Autoresearch
Autoresearch automatically finds the best SQL variation for a metric by testing against ground truth data.
How it works
- You provide a metric and its ground truth SQL (the "correct" answer)
- OnlyMetrix generates up to 30 SQL variations with different approaches
- Each variation is scored against the ground truth using precision, recall, and F1
- The best variation wins and can be promoted to your metric catalog
When to use it
- You have a complex metric and aren't sure which SQL approach is most accurate
- You want to validate that your metric SQL matches a known-good baseline
- You're migrating metrics from another tool and want to verify accuracy
Running Autoresearch
Navigate to Autoresearch in the sidebar, select a metric, and click Run.
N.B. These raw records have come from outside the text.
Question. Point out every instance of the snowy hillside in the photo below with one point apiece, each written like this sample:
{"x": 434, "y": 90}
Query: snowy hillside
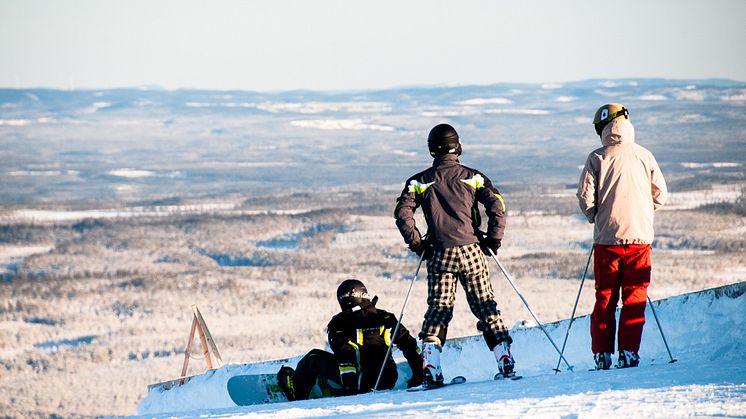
{"x": 706, "y": 332}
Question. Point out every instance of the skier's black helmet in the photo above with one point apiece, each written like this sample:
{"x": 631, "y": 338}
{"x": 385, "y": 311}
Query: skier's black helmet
{"x": 350, "y": 293}
{"x": 443, "y": 139}
{"x": 607, "y": 113}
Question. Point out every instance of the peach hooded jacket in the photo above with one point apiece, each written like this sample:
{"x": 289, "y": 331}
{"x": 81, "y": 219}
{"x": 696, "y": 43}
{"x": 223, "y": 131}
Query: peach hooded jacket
{"x": 620, "y": 188}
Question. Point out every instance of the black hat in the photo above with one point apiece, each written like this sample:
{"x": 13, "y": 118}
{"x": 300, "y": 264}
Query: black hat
{"x": 443, "y": 139}
{"x": 350, "y": 293}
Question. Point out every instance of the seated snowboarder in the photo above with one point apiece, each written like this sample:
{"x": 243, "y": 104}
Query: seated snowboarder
{"x": 359, "y": 336}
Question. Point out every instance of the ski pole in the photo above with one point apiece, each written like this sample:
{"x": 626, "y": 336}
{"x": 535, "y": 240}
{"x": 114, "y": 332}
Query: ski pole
{"x": 398, "y": 322}
{"x": 661, "y": 330}
{"x": 572, "y": 316}
{"x": 507, "y": 276}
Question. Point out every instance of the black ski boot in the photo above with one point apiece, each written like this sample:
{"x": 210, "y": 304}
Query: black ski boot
{"x": 603, "y": 360}
{"x": 628, "y": 359}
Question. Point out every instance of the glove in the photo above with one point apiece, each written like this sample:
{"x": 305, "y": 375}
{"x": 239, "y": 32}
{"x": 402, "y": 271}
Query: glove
{"x": 417, "y": 378}
{"x": 422, "y": 248}
{"x": 488, "y": 243}
{"x": 348, "y": 375}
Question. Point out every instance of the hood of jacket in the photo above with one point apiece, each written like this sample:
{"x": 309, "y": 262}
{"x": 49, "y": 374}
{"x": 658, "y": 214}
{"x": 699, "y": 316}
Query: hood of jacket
{"x": 618, "y": 131}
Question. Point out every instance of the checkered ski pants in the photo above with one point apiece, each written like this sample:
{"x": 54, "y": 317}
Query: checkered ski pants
{"x": 468, "y": 265}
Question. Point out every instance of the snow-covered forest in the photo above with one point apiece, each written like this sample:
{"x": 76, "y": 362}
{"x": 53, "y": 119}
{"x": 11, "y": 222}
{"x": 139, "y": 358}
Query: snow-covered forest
{"x": 121, "y": 208}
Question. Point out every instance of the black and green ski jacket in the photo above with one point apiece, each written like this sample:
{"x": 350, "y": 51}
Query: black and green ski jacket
{"x": 449, "y": 194}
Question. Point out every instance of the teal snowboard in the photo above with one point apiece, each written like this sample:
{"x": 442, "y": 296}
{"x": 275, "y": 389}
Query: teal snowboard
{"x": 260, "y": 389}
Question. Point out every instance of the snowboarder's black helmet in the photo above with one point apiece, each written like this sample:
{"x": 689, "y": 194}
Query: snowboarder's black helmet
{"x": 608, "y": 113}
{"x": 443, "y": 139}
{"x": 350, "y": 293}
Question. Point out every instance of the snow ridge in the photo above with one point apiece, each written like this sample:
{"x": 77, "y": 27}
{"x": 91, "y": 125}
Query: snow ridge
{"x": 706, "y": 332}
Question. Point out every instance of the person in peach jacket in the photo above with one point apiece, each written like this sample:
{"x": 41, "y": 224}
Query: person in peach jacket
{"x": 620, "y": 188}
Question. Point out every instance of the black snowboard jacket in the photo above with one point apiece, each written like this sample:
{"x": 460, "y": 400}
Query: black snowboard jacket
{"x": 449, "y": 194}
{"x": 359, "y": 338}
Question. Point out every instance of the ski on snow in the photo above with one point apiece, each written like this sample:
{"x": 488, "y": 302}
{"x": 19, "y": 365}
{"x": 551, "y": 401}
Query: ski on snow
{"x": 512, "y": 377}
{"x": 455, "y": 380}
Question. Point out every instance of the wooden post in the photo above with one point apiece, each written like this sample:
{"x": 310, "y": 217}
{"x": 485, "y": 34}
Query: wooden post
{"x": 188, "y": 351}
{"x": 209, "y": 348}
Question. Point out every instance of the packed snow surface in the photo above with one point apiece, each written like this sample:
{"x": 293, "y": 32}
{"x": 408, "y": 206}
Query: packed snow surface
{"x": 706, "y": 332}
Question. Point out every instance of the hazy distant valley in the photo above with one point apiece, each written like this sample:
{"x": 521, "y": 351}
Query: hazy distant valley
{"x": 121, "y": 208}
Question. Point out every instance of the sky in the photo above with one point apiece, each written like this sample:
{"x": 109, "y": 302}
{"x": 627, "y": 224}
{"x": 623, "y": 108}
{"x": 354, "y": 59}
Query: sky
{"x": 271, "y": 45}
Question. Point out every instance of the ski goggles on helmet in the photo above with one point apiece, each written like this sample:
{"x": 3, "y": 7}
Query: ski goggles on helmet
{"x": 601, "y": 124}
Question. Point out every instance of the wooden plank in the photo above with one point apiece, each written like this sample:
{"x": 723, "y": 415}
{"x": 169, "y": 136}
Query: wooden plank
{"x": 188, "y": 351}
{"x": 201, "y": 326}
{"x": 212, "y": 348}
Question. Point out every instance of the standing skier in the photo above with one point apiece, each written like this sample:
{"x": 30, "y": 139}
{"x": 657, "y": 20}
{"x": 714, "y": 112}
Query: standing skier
{"x": 359, "y": 336}
{"x": 454, "y": 247}
{"x": 620, "y": 188}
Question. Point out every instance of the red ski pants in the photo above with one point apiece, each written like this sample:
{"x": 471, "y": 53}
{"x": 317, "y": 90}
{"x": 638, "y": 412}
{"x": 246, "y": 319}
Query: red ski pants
{"x": 625, "y": 268}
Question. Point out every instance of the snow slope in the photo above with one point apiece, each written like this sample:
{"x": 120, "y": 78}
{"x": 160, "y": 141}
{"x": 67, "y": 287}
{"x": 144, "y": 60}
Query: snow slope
{"x": 706, "y": 332}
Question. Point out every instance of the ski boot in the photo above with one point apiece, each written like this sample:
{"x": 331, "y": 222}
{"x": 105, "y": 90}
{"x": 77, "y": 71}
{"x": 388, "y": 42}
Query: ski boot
{"x": 628, "y": 359}
{"x": 603, "y": 360}
{"x": 286, "y": 382}
{"x": 505, "y": 362}
{"x": 433, "y": 375}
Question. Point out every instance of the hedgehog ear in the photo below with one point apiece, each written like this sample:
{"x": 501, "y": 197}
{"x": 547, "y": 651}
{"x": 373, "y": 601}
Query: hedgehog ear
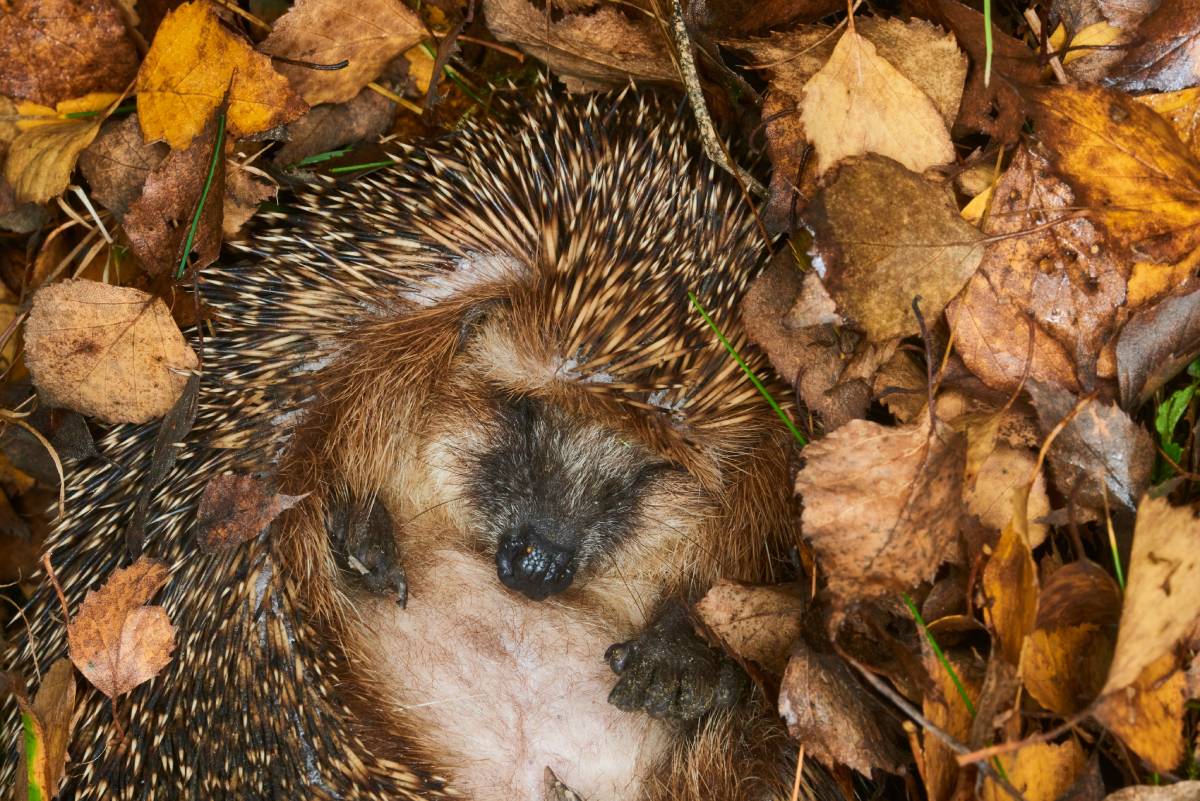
{"x": 475, "y": 315}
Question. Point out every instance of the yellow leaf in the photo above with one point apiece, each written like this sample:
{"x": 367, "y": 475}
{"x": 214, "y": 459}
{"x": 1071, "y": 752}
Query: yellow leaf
{"x": 192, "y": 64}
{"x": 1132, "y": 170}
{"x": 859, "y": 103}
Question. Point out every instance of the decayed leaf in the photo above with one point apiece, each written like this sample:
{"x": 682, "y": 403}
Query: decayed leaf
{"x": 118, "y": 162}
{"x": 1011, "y": 586}
{"x": 54, "y": 49}
{"x": 1165, "y": 55}
{"x": 159, "y": 222}
{"x": 327, "y": 31}
{"x": 826, "y": 708}
{"x": 1149, "y": 712}
{"x": 47, "y": 722}
{"x": 886, "y": 236}
{"x": 1161, "y": 603}
{"x": 859, "y": 103}
{"x": 1060, "y": 278}
{"x": 601, "y": 47}
{"x": 1155, "y": 345}
{"x": 1039, "y": 772}
{"x": 234, "y": 509}
{"x": 757, "y": 624}
{"x": 1128, "y": 166}
{"x": 115, "y": 640}
{"x": 882, "y": 505}
{"x": 1099, "y": 451}
{"x": 192, "y": 65}
{"x": 108, "y": 351}
{"x": 43, "y": 155}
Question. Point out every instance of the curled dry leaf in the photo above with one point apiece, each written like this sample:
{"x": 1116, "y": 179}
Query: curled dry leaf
{"x": 54, "y": 49}
{"x": 882, "y": 505}
{"x": 1147, "y": 715}
{"x": 1128, "y": 166}
{"x": 1165, "y": 56}
{"x": 859, "y": 103}
{"x": 234, "y": 509}
{"x": 885, "y": 236}
{"x": 603, "y": 47}
{"x": 47, "y": 720}
{"x": 1161, "y": 600}
{"x": 1101, "y": 451}
{"x": 1155, "y": 345}
{"x": 193, "y": 64}
{"x": 1062, "y": 278}
{"x": 108, "y": 351}
{"x": 327, "y": 31}
{"x": 115, "y": 640}
{"x": 755, "y": 624}
{"x": 1039, "y": 772}
{"x": 160, "y": 221}
{"x": 118, "y": 163}
{"x": 826, "y": 708}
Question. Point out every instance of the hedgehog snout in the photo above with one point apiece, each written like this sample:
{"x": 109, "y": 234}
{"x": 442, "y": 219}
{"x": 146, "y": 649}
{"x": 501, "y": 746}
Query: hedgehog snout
{"x": 532, "y": 565}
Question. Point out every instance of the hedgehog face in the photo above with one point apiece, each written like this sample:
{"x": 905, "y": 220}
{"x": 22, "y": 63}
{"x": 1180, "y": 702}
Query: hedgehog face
{"x": 551, "y": 493}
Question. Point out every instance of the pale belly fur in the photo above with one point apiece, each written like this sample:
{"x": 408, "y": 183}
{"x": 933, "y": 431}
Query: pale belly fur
{"x": 508, "y": 687}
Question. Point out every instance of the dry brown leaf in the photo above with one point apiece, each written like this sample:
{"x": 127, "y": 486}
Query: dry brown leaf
{"x": 108, "y": 351}
{"x": 826, "y": 706}
{"x": 160, "y": 221}
{"x": 1147, "y": 715}
{"x": 1101, "y": 452}
{"x": 1063, "y": 668}
{"x": 885, "y": 236}
{"x": 1061, "y": 278}
{"x": 1011, "y": 588}
{"x": 859, "y": 103}
{"x": 54, "y": 49}
{"x": 1161, "y": 602}
{"x": 601, "y": 47}
{"x": 1128, "y": 166}
{"x": 882, "y": 505}
{"x": 115, "y": 640}
{"x": 755, "y": 624}
{"x": 49, "y": 717}
{"x": 1039, "y": 772}
{"x": 369, "y": 35}
{"x": 234, "y": 509}
{"x": 193, "y": 64}
{"x": 118, "y": 162}
{"x": 1002, "y": 476}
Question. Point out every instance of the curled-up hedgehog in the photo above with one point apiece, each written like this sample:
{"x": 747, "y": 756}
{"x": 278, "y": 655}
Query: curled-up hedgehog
{"x": 522, "y": 453}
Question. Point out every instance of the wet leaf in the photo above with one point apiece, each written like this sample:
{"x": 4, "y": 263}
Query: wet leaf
{"x": 327, "y": 31}
{"x": 826, "y": 706}
{"x": 192, "y": 65}
{"x": 118, "y": 163}
{"x": 859, "y": 103}
{"x": 882, "y": 505}
{"x": 54, "y": 49}
{"x": 115, "y": 640}
{"x": 1128, "y": 166}
{"x": 235, "y": 509}
{"x": 1099, "y": 451}
{"x": 1161, "y": 602}
{"x": 1165, "y": 56}
{"x": 108, "y": 351}
{"x": 886, "y": 236}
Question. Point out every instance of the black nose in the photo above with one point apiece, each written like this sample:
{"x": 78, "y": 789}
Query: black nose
{"x": 531, "y": 565}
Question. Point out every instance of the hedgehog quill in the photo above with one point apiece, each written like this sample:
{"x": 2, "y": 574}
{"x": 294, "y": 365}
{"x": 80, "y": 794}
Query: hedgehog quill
{"x": 521, "y": 453}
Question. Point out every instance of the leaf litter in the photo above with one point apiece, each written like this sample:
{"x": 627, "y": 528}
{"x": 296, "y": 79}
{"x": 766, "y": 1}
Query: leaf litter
{"x": 983, "y": 303}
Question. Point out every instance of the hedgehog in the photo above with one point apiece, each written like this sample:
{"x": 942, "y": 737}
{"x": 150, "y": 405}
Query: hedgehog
{"x": 522, "y": 453}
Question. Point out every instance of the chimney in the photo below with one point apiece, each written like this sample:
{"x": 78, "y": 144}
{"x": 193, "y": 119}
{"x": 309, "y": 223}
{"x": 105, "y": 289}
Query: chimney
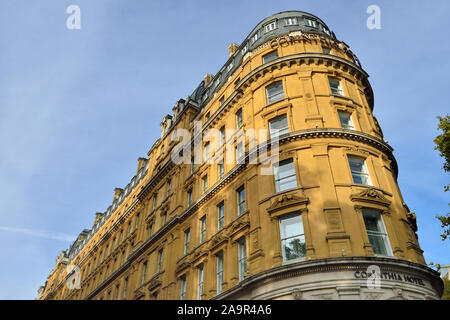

The process runs in the background — you'll see results when it completes.
Understanding results
Results show each variation with:
- F1 score — balanced measure of precision and recall
- Precision — how many returned results are correct
- Recall — how many correct results were found
- SQL — the exact query used
Three-way classification
Metrics are classified based on their Autoresearch results:
| Classification | Meaning |
|---|---|
| Structured | High F1, compiled to IR, supports all analysis primitives |
| Opaque-Upgradeable | Low F1 but could be improved with better SQL |
| Opaque-Intentional | Intentionally kept as raw SQL (complex custom logic) |